Irrigation scenario (bcm/yr)	0	0	0	1	2	3	4	5	1	2	3	4	5
Reservoir/ Scenario	A0	B0	C0	A1	A2	A3	A4	A5	C1	C2	C3	C4	C5
Beko Abo High	-	-	0.2	-	-	-	-	-	0.2	0.2	0.1	0.1	0.1
Upper Mendaya	-	0.3	0.3	-	-	-	-	-	0.3	0.3	0.3	0.2	0.2
GERD	1.4	1.4	1.2	1.3	1.2	1.1	1.1	1.0	1.0	0.9	0.9	0.9	0.9
Roseires	1.0	1.0	1.0	1.0	1.0	1.0	1.0	1.0	1.0	1.0	1.0	1.0	1.0
Sennar	0.4	0.4	0.4	0.4	0.4	0.4	0.4	0.4	0.4	0.4	0.4	0.4	0.4
Merowe	1.9	1.9	1.9	1.9	1.9	1.9	1.9	1.8	1.9	1.9	1.9	1.9	1.9
HAD	11.4	11	11.2	10.9	10.3	9.8	9.4	9.1	10.7	10.2	9.7	9.3	9.0
Total	16.1	16.0	16.2	15.5	14.8	14.2	13.8	13.3	15.5	14.9	14.3	13.8	13.5

Irrigation withdrawals upstream of the GERD-only or the three-dam configuration would reduce system-wide reservoir evaporation losses on the Blue Nile and Main Nile. Reductions in evaporation would occur primarily at the large reservoirs that can retain more than one year of flow (GERD, HAD). On average, these reservoirs would operate at lower elevations if upstream irrigation withdrawals were to increase. Although this highlights an advantage of using Nile water for irrigation before it is lost to evaporation (Blackmore & Whittington, 2008), this does not mean that it makes financial sense to withdraw water upstream in Ethiopia.
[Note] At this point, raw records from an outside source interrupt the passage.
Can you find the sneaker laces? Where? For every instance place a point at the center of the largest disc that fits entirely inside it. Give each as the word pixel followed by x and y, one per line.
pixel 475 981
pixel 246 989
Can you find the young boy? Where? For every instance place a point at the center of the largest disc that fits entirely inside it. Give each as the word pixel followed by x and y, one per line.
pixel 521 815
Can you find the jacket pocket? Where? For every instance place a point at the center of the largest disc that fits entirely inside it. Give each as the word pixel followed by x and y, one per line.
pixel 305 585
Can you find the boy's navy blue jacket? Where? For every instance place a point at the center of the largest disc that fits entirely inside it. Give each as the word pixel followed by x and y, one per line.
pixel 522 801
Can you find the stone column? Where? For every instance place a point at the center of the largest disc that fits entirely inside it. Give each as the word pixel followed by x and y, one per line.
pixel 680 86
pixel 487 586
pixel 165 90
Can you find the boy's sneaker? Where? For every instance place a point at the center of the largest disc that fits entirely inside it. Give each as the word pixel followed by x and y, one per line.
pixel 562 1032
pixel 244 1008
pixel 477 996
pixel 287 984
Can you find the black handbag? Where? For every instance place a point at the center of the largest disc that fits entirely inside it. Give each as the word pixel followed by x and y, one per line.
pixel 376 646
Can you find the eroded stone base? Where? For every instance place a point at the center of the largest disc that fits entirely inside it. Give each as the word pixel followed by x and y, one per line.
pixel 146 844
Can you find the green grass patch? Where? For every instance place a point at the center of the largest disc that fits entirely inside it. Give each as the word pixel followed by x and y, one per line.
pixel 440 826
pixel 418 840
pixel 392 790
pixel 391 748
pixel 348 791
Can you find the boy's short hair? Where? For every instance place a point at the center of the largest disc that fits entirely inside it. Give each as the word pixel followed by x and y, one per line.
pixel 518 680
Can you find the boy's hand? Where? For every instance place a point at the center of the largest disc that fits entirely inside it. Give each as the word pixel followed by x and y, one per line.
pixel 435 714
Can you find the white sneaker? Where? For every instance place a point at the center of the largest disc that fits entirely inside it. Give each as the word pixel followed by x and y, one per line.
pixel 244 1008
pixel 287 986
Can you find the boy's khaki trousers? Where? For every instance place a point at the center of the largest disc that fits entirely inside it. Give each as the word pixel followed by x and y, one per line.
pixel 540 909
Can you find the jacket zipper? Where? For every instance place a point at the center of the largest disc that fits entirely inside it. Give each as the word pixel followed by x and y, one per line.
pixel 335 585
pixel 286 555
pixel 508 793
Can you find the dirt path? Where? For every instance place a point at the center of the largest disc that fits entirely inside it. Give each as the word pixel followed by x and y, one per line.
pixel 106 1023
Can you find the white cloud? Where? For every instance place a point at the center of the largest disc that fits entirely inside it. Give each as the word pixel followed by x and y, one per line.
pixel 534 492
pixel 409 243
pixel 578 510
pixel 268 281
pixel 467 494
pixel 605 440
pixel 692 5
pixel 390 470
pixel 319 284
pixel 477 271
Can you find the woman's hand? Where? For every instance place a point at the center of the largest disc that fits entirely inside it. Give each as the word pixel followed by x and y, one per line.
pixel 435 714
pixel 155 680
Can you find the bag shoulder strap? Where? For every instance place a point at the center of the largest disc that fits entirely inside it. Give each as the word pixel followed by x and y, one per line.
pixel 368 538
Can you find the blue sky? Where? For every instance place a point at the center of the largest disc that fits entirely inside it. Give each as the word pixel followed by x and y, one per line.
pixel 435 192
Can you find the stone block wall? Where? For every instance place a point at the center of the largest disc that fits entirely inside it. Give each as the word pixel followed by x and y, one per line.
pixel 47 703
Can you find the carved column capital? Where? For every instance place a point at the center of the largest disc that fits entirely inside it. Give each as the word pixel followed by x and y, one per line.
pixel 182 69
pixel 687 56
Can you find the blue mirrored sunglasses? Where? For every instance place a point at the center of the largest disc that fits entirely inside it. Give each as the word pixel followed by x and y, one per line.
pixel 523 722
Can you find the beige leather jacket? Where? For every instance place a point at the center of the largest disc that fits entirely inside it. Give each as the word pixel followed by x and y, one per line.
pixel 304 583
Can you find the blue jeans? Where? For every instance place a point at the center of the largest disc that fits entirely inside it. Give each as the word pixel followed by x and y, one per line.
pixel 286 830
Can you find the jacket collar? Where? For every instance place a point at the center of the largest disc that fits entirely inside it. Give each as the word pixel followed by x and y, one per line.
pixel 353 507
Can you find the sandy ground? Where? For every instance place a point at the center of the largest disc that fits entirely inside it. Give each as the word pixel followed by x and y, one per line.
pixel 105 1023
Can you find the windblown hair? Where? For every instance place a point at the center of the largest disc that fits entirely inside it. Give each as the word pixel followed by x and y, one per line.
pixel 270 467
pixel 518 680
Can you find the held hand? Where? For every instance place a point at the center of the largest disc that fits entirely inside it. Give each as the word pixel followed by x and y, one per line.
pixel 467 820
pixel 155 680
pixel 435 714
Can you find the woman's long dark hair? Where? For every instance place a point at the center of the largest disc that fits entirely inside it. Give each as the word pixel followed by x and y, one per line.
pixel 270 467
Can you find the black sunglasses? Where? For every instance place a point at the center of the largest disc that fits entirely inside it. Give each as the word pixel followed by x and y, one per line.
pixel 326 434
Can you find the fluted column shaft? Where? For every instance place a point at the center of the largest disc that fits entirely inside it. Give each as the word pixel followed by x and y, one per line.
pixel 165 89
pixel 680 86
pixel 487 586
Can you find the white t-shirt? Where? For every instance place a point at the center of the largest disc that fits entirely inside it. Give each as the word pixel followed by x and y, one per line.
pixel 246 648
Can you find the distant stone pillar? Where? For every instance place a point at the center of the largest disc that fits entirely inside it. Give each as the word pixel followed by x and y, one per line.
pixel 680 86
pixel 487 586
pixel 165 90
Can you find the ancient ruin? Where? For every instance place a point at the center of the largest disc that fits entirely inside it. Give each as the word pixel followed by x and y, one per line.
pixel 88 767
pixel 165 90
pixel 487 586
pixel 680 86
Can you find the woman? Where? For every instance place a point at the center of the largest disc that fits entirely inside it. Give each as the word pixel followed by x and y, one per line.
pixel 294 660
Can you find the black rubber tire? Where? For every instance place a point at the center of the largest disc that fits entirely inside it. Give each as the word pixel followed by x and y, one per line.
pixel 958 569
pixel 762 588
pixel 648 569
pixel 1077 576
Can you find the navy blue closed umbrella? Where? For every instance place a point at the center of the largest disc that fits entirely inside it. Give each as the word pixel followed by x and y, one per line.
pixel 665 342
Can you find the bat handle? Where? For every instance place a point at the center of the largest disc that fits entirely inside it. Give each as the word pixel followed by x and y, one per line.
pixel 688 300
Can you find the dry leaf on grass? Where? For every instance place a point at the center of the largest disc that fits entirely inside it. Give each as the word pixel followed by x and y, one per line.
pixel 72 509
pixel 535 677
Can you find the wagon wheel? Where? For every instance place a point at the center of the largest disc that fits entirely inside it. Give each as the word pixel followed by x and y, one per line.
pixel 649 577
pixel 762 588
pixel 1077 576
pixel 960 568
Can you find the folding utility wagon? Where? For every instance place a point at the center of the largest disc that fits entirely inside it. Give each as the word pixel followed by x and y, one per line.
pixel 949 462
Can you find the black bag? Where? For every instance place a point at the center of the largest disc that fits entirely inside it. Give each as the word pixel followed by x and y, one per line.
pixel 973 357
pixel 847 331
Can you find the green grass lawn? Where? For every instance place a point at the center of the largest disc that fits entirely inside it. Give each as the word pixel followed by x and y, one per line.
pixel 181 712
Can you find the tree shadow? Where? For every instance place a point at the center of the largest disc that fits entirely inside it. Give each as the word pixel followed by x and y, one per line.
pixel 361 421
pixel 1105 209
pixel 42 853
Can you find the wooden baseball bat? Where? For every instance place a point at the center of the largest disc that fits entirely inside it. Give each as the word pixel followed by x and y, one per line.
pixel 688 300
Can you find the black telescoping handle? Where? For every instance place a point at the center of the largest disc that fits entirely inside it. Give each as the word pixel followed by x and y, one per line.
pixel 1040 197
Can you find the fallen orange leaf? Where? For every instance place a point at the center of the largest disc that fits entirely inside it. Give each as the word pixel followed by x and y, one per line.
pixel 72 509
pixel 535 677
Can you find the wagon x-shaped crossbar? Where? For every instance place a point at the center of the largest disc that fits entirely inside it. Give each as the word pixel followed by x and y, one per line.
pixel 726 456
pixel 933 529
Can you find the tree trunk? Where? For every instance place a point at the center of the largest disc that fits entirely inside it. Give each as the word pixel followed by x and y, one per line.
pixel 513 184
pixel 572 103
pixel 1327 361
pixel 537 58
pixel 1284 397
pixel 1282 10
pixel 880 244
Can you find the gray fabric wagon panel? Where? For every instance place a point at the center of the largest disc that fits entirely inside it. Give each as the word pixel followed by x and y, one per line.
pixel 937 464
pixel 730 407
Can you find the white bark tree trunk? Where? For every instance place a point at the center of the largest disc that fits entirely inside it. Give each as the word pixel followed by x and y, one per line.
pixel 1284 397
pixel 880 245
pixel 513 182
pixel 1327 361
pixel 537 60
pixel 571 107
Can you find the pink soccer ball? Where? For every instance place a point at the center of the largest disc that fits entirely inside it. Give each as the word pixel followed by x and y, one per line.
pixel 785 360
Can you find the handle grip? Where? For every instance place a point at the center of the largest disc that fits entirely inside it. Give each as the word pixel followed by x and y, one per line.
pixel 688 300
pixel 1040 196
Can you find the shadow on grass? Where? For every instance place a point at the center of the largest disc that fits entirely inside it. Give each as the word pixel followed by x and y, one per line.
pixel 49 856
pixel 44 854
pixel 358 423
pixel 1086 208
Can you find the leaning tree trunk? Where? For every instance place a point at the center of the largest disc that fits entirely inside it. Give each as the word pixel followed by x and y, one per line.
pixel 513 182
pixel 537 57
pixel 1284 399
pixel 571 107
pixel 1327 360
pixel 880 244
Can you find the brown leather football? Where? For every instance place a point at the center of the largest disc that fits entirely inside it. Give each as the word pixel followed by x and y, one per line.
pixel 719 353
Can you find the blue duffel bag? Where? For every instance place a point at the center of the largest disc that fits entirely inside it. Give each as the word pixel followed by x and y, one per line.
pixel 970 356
A trade-off exists because withdrawing water for irrigation upstream of the dams not only reduces evaporation losses, but also reduces hydropower generation from all reservoirs and leaves less water available for downstream irrigation. This trade-off is largest in the three-dam configuration because new irrigation withdrawals upstream of the three dams decrease hydropower the most in these scenarios (Scenarios C1 through C5). We now examine trade-offs in the three-dam configuration in more detail.

Reliability Of The Had

A cubic meter withdrawn upstream of Blue Nile dams does not result in a one-to-one decrease in inflows to the HAD Reservoir. In the three-dam cascade configuration, each cubic meter of water withdrawn and consumed for irrigation is predicted to reduce inflows to the HAD by an average of 0.78 m³ across Scenarios C1 through C5 (Fig. 3). Evaporation from the HAD Reservoir would then contribute to further losses, which are non-linear with respect to increased Ethiopian irrigation withdrawals upstream of a Blue Nile cascade because they are a function of the surface area of the reservoir and how the HAD is operated in response to changing conditions.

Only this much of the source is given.